In other words, this is a tough battle. These are not core holdings for most portfolios. Nonetheless, these companies and some others on the Task Force’s list do have shareholders and bondholders, who will feel increasing heat as the campaign progresses.

To help investors avoid supporting the Sudan regime, there are organizations such as KLD Research and Analytics, which supplies investors with information on a number of socially responsible causes, including corporate governance, environmental issues, and, now, Sudan. Although the head of KLD, Peter Kinder, acknowledges the isolation of Sudan and the consequent difficulty of directly influencing the government, he concludes: “The only thing you can do is to bring pressure on them in the court of public opinion.”

Northern Trust and Barclay Global both offer investment products that are Sudan-free. As of March 31, Northern Trust had $8.5 billion under management in segregated accounts and another $8 billion in “special purpose institutional funds.”
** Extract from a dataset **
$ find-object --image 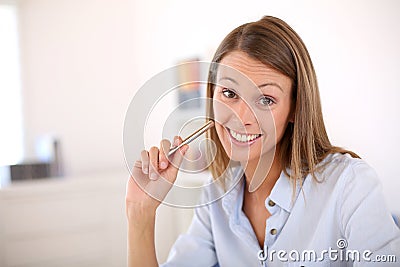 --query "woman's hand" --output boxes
[126,137,188,222]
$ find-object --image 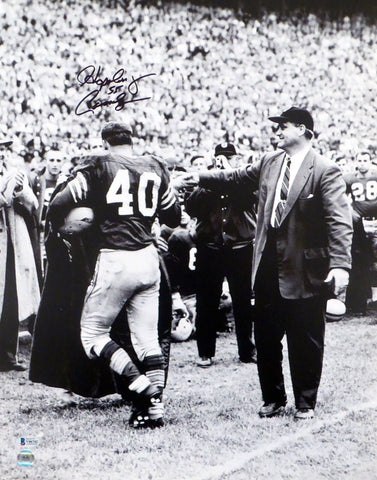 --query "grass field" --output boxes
[0,309,377,480]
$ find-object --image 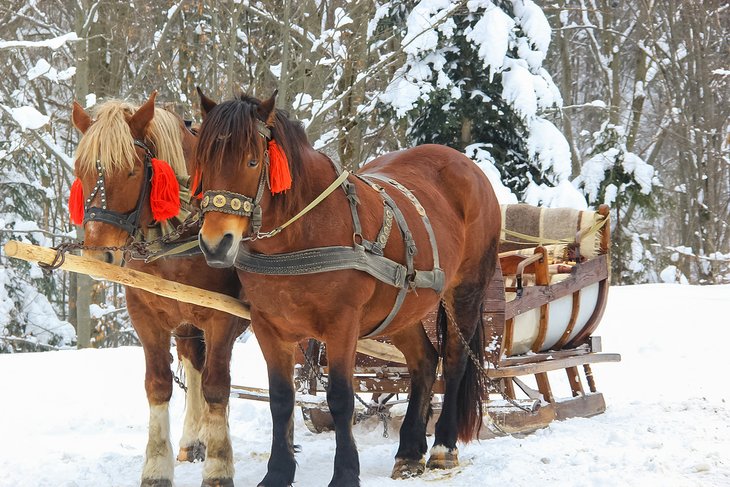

These products have been created because, despite some difficulties, the campaign has gathered momentum. Currently, four states have passed divestment legislation: Illinois (the first), Oregon, New Jersey, and Maine. There are 22 others considering similar bills. Numerous universities and public pension plans have adopted divestment resolutions, and more are in the process of doing so.

New York has so far not implemented a divestment policy. A spokesman for the New York State Teachers Retirement System, John Cardillo, says his and 50 other pension funds wrote to the SEC and the Department of Treasury almost a year ago asking for guidance. They have not yet received a response. Meanwhile, about 97% of the fund’s assets are held in passively managed index funds. Those funds could be redeployed into sanitized products now becoming available. “There hasn’t been a large outcry from investors, but there has been some inquiry,” Mr. Cardillo says.

The Task Force group is concerned about certain lists being circulated. Some include all companies doing business in Sudan, an approach that could end up doing more harm than good. The objective is to target those companies supporting the government, which is financially strapped and dependent on oil output to, for instance, fund its weapons purchases.

If successful, the vote in California will start the process of bringing that state’s huge pension programs onboard. It is hoped that the pressure on companies supporting Sudan’s murderous government will mount, pushing them to leave or to influence the government’s behavior. At the least, as Peter Kinder says, the measures keep the atrocities “above the fold.”